Investigation of convective heat transfer from a high temperature prolate spheroid to moving fluid

Abstract

Most of the currently used fluid-solid heat transfer models assume that solid particles are perfect spheres. Heat transfer between non-spherical particles and flowing fluids acquires great importance in many engineering appliances. A numerical study is performed on airflow past a stationary confined prolate spheroid under the forced convective heat transfer regime, and the influence of non-sphericity of the particle on their heating rate is examined. The prolate spheroid is assumed to be maintained at a constant wall temperature.

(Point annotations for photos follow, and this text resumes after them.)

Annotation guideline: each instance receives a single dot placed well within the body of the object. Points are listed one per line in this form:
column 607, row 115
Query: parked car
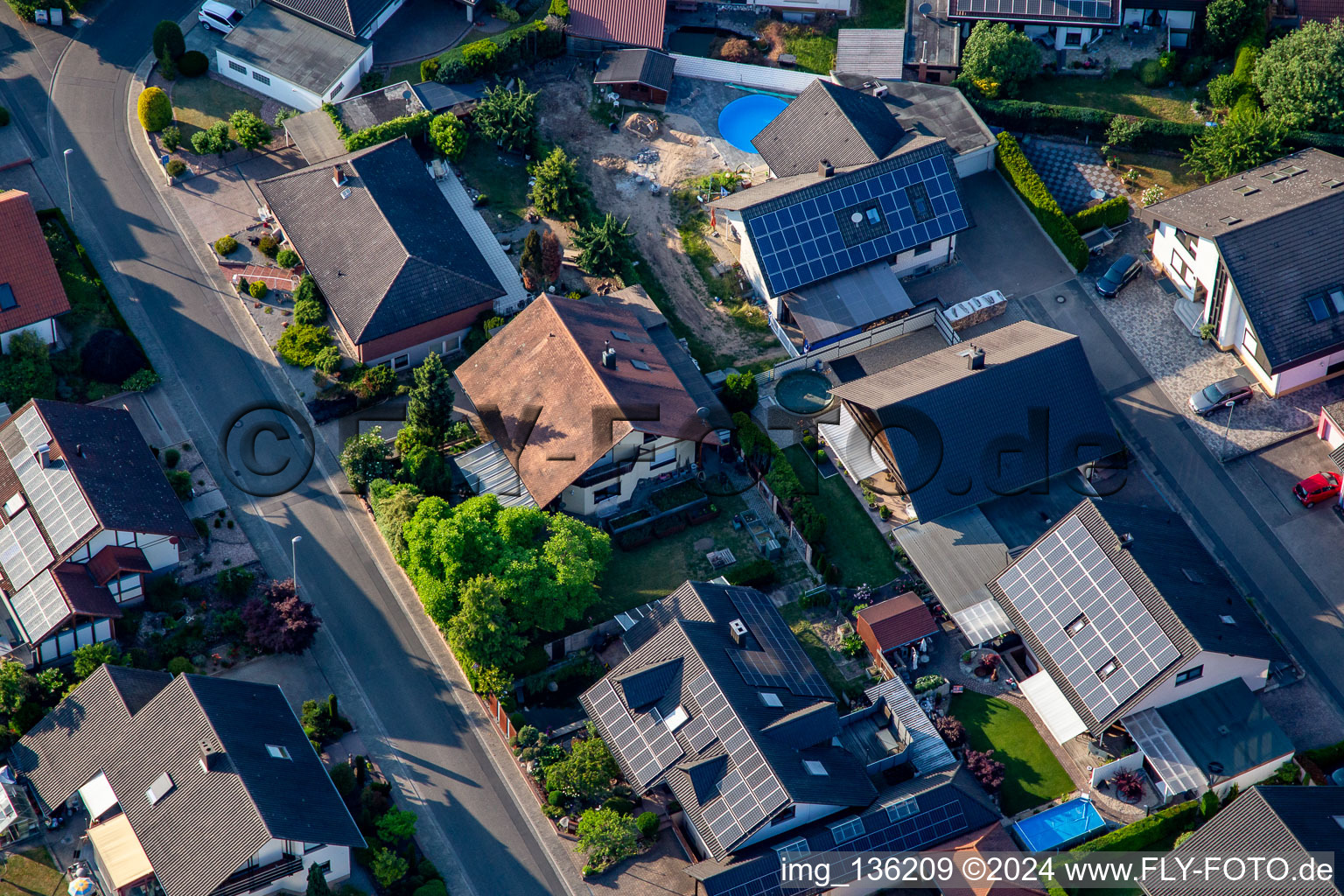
column 218, row 17
column 1211, row 398
column 1125, row 269
column 1313, row 489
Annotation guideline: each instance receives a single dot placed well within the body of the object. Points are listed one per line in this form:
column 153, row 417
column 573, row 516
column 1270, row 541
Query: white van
column 217, row 17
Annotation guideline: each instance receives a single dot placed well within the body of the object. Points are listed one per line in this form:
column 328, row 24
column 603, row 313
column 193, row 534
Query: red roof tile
column 632, row 22
column 25, row 265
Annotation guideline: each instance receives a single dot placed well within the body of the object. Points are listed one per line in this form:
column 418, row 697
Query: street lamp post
column 70, row 192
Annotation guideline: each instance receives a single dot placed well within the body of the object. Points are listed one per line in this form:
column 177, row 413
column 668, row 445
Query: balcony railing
column 253, row 878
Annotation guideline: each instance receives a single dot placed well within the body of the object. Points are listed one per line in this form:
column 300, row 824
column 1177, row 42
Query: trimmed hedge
column 1025, row 178
column 1112, row 213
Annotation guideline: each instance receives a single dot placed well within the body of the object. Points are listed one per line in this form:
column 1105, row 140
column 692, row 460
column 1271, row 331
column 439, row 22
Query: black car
column 1125, row 269
column 1211, row 398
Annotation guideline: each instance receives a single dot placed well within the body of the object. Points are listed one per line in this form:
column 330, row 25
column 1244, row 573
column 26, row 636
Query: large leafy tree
column 1301, row 77
column 1243, row 141
column 507, row 117
column 998, row 60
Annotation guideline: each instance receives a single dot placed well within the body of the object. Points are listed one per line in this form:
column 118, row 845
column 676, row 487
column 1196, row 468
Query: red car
column 1313, row 489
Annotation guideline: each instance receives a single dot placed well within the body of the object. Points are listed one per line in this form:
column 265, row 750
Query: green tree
column 556, row 185
column 430, row 406
column 998, row 60
column 1226, row 22
column 252, row 130
column 1301, row 78
column 365, row 458
column 507, row 117
column 1243, row 141
column 604, row 246
column 449, row 135
column 606, row 837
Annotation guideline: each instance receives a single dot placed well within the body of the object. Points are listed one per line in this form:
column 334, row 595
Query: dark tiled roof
column 136, row 725
column 1266, row 820
column 828, row 122
column 390, row 256
column 1281, row 245
column 27, row 270
column 1032, row 376
column 632, row 22
column 117, row 473
column 634, row 66
column 293, row 49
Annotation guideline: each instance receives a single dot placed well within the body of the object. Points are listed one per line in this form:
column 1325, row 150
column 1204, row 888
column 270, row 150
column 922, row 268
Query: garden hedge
column 1112, row 213
column 1028, row 185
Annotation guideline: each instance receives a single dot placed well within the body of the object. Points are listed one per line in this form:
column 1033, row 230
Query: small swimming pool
column 747, row 116
column 802, row 393
column 1065, row 825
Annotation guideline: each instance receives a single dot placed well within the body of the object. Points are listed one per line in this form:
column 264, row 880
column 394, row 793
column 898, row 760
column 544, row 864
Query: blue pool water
column 1066, row 823
column 747, row 116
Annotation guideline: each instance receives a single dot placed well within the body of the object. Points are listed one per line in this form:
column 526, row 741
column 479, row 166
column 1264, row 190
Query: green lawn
column 200, row 102
column 1121, row 93
column 851, row 542
column 1031, row 773
column 32, row 873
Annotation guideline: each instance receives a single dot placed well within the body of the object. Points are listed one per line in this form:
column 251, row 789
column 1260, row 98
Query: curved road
column 374, row 645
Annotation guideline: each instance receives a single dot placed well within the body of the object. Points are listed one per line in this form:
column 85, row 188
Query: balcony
column 252, row 878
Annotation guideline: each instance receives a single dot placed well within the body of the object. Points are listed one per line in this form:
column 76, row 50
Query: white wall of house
column 46, row 329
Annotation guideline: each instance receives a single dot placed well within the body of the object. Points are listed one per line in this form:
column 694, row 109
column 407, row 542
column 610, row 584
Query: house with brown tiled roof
column 87, row 514
column 584, row 399
column 32, row 296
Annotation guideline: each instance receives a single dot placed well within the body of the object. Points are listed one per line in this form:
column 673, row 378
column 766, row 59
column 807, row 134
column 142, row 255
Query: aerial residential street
column 180, row 318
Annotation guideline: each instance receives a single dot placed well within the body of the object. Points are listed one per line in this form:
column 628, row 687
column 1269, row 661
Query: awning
column 1053, row 707
column 122, row 858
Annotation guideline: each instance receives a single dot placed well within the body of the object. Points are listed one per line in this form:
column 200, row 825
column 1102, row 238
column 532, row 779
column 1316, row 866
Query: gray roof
column 390, row 256
column 878, row 52
column 828, row 122
column 135, row 725
column 1263, row 821
column 684, row 648
column 343, row 17
column 1035, row 379
column 293, row 49
column 1281, row 245
column 634, row 66
column 1226, row 724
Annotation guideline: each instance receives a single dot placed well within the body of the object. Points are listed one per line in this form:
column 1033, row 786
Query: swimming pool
column 747, row 116
column 1065, row 825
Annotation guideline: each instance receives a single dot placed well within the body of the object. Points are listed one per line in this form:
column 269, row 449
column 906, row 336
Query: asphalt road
column 211, row 369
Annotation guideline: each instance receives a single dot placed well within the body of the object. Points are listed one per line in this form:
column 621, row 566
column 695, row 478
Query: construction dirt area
column 620, row 168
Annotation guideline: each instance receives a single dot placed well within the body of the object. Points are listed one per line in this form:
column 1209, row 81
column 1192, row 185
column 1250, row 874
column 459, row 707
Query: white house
column 1260, row 254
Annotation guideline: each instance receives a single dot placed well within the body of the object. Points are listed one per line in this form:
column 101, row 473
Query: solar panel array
column 1037, row 8
column 782, row 664
column 23, row 551
column 749, row 793
column 1068, row 575
column 39, row 606
column 802, row 243
column 648, row 747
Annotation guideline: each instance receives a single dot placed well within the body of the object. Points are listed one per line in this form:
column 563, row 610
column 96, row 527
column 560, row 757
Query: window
column 845, row 830
column 1190, row 675
column 902, row 808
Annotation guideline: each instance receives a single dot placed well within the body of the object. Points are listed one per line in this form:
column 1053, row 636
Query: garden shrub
column 1025, row 178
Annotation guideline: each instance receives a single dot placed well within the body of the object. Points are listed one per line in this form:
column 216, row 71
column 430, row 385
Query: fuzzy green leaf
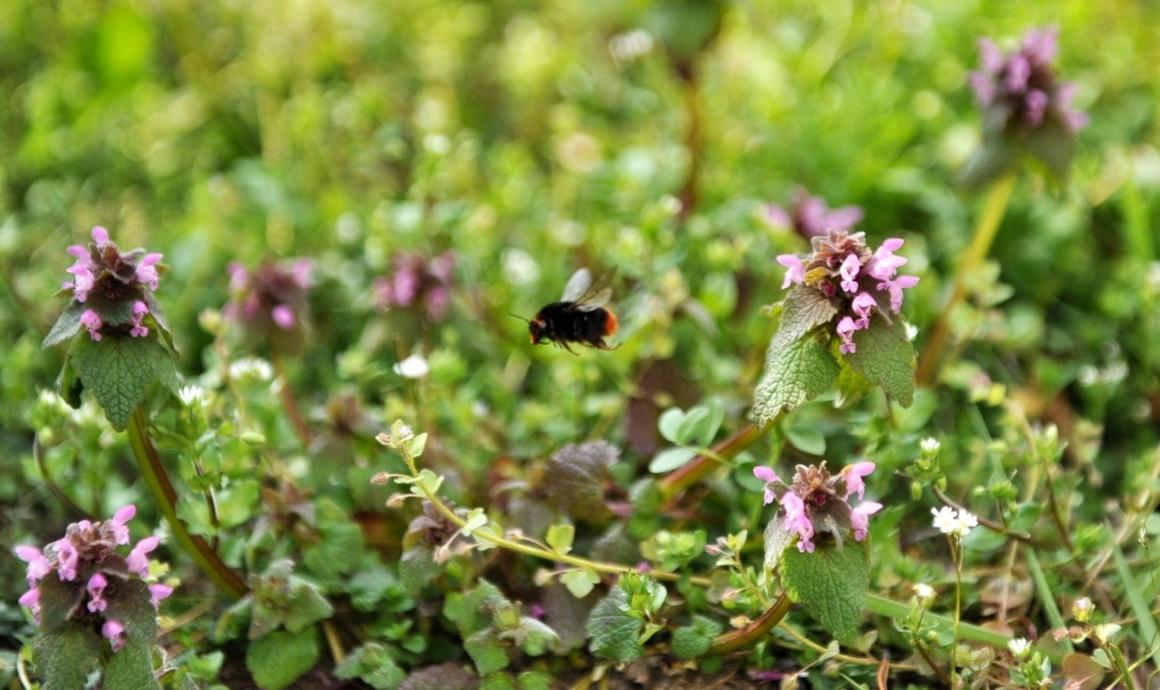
column 65, row 658
column 580, row 582
column 804, row 310
column 831, row 583
column 443, row 676
column 281, row 658
column 694, row 640
column 795, row 372
column 371, row 663
column 486, row 651
column 132, row 666
column 66, row 326
column 614, row 631
column 417, row 568
column 886, row 358
column 777, row 538
column 118, row 370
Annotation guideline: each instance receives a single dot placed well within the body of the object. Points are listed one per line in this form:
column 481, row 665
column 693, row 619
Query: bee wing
column 594, row 299
column 578, row 285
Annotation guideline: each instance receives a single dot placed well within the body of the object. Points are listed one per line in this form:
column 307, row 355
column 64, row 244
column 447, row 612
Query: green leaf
column 486, row 651
column 66, row 326
column 306, row 605
column 831, row 583
column 614, row 631
column 580, row 582
column 281, row 658
column 809, row 440
column 803, row 310
column 118, row 370
column 371, row 663
column 886, row 358
column 694, row 640
column 132, row 666
column 559, row 537
column 443, row 676
column 417, row 568
column 777, row 538
column 671, row 458
column 795, row 372
column 469, row 610
column 669, row 423
column 66, row 658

The effect of Reynolds number (Re) and Aspect Ratio (AR) on convective heat transfer rate and Nusselt number was investigated by solving steady-state Navier-Stokes and energy equations. The influence of the flow in terms of Reynolds number and the prolate spheroid aspect ratio was investigated. The spheroid’s surface temperature (Ts) was varied between 294 K and 1500 K. The simulations show that the mean Nusselt number has a positive dependence on Ts, AR, and Re. A new correlation was developed to predict the mean Nusselt number for a wide range of temperature differences. The new correlation consolidates the influence of aspect ratio, surface temperature, and Reynolds number, in contrast to the existing correlations that assume merely isothermal conditions to calculate the mean Nusselt number for spheroid particles.